Interaction of Airspace Partitions and Traffic Flow Management Delay

Abstract

To ensure that air traffic demand does not exceed airport and airspace capacities, traffic management restrictions, such as delaying aircraft on the ground, assigning them different routes and metering them in the airspace, are implemented. To reduce the delays resulting from these restrictions, revising the partitioning of airspace has been proposed to distribute capacity to yield a more efficient airspace configuration. The capacity of an airspace partition, commonly referred to as a sector, is limited by the number of flights that an air traffic controller can safely manage within the sector. Where viable, re-partitioning of the airspace distributes the flights over more efficient sectors and reduces individual sector demand. This increases the overall airspace efficiency, but requires additional resources in some sectors in terms of controllers and equipment, which is undesirable. This study examines the tradeoff of the number of sectors designed for a specified amount of traffic in a clear-weather day and the delays needed for accommodating the traffic demand. Results show that most of the delays are caused by airport arrival and departure capacity constraints. Some delays caused by airspace capacity constraints can be eliminated by re-partitioning the airspace.

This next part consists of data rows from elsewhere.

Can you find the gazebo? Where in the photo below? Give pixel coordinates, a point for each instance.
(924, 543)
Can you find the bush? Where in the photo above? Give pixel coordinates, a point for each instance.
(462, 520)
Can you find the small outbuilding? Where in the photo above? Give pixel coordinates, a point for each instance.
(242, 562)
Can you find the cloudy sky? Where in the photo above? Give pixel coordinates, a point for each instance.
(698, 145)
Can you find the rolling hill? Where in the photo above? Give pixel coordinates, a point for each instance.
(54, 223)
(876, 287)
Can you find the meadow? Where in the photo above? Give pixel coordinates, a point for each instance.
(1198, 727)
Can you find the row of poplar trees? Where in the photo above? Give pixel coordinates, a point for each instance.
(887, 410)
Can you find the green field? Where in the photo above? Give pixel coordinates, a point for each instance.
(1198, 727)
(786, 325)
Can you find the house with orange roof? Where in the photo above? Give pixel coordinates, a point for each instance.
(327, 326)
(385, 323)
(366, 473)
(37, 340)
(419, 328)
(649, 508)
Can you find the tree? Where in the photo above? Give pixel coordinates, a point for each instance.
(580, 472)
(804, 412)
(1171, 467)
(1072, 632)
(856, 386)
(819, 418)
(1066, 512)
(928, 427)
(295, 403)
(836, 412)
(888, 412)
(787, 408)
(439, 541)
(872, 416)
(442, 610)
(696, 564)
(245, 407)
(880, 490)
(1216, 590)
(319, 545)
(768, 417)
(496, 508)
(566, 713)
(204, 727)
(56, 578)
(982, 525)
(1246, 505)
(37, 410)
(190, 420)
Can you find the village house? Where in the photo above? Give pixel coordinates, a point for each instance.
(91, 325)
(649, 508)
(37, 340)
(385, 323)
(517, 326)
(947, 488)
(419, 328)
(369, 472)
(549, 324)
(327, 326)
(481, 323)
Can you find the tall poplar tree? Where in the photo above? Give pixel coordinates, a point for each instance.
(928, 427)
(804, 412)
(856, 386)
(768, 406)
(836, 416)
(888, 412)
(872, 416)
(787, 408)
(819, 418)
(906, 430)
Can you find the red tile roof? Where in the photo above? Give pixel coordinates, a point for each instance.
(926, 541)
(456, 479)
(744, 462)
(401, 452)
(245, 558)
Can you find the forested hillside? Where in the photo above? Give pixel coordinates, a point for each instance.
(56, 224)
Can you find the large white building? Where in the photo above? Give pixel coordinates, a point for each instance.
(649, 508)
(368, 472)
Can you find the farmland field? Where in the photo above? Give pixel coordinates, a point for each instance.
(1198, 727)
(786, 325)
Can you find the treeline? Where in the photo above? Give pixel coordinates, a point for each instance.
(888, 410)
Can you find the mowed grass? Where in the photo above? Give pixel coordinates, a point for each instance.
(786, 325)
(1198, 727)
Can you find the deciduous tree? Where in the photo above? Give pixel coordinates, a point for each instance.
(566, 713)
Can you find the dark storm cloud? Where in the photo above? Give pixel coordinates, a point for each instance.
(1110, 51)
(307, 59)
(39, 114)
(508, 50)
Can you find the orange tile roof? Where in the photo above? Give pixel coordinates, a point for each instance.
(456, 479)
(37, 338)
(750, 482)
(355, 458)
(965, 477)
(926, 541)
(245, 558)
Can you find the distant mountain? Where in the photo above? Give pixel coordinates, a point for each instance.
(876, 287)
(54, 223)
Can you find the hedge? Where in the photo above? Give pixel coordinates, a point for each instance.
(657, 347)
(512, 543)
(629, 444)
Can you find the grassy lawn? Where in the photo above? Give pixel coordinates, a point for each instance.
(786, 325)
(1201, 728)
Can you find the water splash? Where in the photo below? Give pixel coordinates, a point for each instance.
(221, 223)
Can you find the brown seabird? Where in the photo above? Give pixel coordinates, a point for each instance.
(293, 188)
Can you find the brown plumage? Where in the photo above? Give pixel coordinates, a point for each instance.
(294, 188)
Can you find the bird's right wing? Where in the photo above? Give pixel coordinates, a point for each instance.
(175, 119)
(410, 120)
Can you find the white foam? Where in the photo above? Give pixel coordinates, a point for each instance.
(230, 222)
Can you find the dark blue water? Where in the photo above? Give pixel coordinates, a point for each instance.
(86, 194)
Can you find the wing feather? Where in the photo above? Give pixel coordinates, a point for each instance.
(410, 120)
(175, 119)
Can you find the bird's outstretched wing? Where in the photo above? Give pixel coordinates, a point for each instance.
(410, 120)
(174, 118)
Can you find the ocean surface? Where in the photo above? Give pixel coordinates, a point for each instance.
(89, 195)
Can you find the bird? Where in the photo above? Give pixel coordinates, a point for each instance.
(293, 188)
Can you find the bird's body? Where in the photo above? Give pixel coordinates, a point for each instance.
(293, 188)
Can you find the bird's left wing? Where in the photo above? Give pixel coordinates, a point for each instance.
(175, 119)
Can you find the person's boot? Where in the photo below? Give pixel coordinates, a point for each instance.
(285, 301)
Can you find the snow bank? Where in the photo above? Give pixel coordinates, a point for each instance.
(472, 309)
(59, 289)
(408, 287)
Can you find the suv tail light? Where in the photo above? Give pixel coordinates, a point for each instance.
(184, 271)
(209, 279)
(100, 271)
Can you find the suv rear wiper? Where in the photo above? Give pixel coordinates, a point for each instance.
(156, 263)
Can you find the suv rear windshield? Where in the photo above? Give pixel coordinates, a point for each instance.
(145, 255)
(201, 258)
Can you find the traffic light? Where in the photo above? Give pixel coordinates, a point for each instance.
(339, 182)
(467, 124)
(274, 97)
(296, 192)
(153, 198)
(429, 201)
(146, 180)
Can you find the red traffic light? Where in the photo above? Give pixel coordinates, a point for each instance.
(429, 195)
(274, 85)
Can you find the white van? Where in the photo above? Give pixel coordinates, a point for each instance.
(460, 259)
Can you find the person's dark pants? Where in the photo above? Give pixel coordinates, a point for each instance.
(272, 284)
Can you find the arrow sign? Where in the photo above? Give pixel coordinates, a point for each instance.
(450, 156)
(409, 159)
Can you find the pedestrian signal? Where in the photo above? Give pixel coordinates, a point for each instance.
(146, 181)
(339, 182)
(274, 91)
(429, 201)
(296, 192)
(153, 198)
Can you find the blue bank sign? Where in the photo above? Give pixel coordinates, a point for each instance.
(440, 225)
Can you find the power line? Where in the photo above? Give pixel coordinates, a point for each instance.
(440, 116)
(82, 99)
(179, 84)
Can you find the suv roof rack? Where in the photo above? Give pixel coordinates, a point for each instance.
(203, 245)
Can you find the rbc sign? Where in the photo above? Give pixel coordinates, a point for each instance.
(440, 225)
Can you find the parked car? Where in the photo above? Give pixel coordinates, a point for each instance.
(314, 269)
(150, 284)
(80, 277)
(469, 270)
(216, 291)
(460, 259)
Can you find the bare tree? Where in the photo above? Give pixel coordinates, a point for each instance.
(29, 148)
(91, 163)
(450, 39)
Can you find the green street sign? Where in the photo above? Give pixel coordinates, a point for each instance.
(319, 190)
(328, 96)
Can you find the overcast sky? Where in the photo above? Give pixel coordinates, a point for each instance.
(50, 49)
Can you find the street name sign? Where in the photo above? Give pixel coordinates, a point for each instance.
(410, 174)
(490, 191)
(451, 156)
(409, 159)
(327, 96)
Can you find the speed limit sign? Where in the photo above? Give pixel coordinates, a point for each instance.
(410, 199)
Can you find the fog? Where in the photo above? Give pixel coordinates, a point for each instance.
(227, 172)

Analyses show that about 360 high-altitude sectors, which are approximately today s operational number of sectors of 373, are adequate for delays to be driven solely by airport capacity constraints for the current daily air traffic demand. For a marginal increase of 15 seconds of average delay, the number of sectors can be reduced to 283. In addition, simulations of traffic growths of 15% and 20% with forecasted airport capacities in the years 2018 and 2025 show that delays will continue to be governed by airport capacities. In clear-weather days, for small increases in traffic demand, increasing sector capacities will have almost no effect on delays.